Going to a community Puja, or missing it—both can be blasphemy this year. But for entire communities dependent on it, this is a year the Goddess herself missed.
“We are unsure about Durga Puja this year.”
These are words one might have both anticipated with a sense of resignation and dreaded at the same time. One after the other, the markers of our social concourses—our ways of being—were being affected. How could this remain immune?
But when the secretary of a renowned North Calcutta puja committee finally spoke these words, the mind wandered to things beyond the community spirit and the food stalls.
What would cancelling or scaling down Durga Puja mean for the people whose lives revolve around this festival?
A Whatsapp message here, an Instagram story there, a spread of archival photographs of a Calcutta caught in the act of its annual dramatic rearrangement, or just an untimely boredom-driven scroll through one’s phone gallery…any of these could bring tears to the eyes of a Bengali who doesn’t know how the Durga Puja might look this year.
But if only for once we could keep aside all the nostalgia and shift our focus to the human kathamo on which it rests—seeing society as a bamboo scaffolding—we may see people battling unemployment, hunger, helplessness and collective uncertainty caused by the pandemic, and deepened by Cyclone Amphan.
Silence of the Dhaakis
Breaking the monotony of the government’s PSA , the beats of the dhaakis streamed in instead of the usual caller tune, instantly bringing a smile on my face. The phone was received by Mampi Das, a 19-year-old dhaaki from Gobordanga, 66 km from the state’s capital.

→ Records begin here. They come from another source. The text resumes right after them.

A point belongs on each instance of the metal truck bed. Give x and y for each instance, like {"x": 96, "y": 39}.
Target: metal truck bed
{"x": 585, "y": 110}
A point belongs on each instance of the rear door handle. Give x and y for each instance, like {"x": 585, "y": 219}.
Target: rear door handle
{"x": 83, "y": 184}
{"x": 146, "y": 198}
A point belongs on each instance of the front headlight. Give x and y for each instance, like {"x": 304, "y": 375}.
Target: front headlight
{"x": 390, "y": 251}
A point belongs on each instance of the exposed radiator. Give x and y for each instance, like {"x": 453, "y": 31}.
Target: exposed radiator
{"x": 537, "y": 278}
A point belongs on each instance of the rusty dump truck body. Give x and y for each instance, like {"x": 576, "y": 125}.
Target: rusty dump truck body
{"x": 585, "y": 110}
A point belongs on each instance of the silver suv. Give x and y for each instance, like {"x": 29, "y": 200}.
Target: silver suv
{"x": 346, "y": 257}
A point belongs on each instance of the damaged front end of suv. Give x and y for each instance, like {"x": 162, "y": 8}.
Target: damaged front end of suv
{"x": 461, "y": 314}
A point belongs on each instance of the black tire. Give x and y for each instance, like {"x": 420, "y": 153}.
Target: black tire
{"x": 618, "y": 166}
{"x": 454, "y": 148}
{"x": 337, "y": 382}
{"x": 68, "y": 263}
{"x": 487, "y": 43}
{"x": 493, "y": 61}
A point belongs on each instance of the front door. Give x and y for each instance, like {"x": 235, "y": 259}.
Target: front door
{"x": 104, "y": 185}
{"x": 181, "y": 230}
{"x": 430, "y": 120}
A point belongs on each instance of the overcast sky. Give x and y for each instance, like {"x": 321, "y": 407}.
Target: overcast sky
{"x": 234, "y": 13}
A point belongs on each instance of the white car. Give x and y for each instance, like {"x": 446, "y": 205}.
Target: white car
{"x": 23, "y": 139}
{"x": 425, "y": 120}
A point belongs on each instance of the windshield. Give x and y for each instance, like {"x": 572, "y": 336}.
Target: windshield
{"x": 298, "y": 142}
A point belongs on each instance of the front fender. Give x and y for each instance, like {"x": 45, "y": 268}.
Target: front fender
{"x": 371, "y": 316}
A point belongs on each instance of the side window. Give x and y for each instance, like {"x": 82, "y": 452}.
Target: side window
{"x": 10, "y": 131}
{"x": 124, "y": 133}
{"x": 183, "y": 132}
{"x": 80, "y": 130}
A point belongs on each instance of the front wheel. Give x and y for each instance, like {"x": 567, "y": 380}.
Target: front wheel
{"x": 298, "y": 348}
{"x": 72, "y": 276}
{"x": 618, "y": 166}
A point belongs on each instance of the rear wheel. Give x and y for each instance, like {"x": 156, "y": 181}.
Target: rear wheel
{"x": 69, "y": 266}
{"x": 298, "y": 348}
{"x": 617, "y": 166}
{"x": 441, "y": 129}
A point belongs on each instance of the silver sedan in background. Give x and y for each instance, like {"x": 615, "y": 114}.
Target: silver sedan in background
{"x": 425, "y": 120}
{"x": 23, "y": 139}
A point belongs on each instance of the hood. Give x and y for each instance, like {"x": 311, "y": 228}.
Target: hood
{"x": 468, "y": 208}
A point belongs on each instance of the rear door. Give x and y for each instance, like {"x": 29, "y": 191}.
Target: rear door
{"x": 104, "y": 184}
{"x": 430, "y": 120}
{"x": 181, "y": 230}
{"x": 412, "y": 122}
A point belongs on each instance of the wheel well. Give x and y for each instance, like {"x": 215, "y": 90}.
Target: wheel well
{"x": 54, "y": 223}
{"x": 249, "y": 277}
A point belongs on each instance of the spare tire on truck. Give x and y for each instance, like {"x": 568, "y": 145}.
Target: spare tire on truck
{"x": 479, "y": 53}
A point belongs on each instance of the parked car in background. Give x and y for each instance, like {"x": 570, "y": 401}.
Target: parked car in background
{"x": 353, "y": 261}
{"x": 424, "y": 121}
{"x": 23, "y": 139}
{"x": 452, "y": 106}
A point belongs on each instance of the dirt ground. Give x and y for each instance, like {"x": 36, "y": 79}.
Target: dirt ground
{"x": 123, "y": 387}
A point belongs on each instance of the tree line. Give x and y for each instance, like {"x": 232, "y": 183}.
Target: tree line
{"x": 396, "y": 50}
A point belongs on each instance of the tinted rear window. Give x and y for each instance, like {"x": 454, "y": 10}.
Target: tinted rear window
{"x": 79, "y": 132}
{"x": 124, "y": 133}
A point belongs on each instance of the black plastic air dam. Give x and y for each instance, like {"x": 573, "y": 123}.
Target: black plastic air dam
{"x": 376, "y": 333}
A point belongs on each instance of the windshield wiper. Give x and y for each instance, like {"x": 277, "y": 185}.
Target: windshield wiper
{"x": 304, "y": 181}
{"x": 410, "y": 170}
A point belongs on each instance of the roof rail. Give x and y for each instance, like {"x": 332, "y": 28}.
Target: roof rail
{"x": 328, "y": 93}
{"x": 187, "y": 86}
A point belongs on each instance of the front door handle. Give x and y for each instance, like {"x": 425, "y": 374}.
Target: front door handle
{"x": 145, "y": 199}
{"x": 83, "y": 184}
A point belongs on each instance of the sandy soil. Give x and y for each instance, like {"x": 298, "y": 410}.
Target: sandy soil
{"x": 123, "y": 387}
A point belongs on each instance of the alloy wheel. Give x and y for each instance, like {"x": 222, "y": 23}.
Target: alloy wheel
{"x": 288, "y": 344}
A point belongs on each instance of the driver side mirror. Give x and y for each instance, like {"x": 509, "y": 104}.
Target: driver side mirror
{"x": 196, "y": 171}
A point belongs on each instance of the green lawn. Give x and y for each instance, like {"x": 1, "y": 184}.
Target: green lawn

It was just turning August at that time. In an alternate universe, where Covid-19 wasn’t heard of, what would these months have looked like? “To be home at this time of the year would have been an unimaginable thing! Who saw this coming?”
With an ailing father and a twelve-year-old brother, Mampi and her mother are the only bread-earners in the family and unemployment has stalked them for five months. “Durga Pujo is our food provider. This is one festival we depend on and look forward to. I usually make around five to ten thousand during this time from which I save some for my wedding, keep some for my personal expenses and contribute the rest to my family,” she says. Her efforts to make some money by stitching nighties and petticoats mostly end in despair: there just aren’t enough buyers.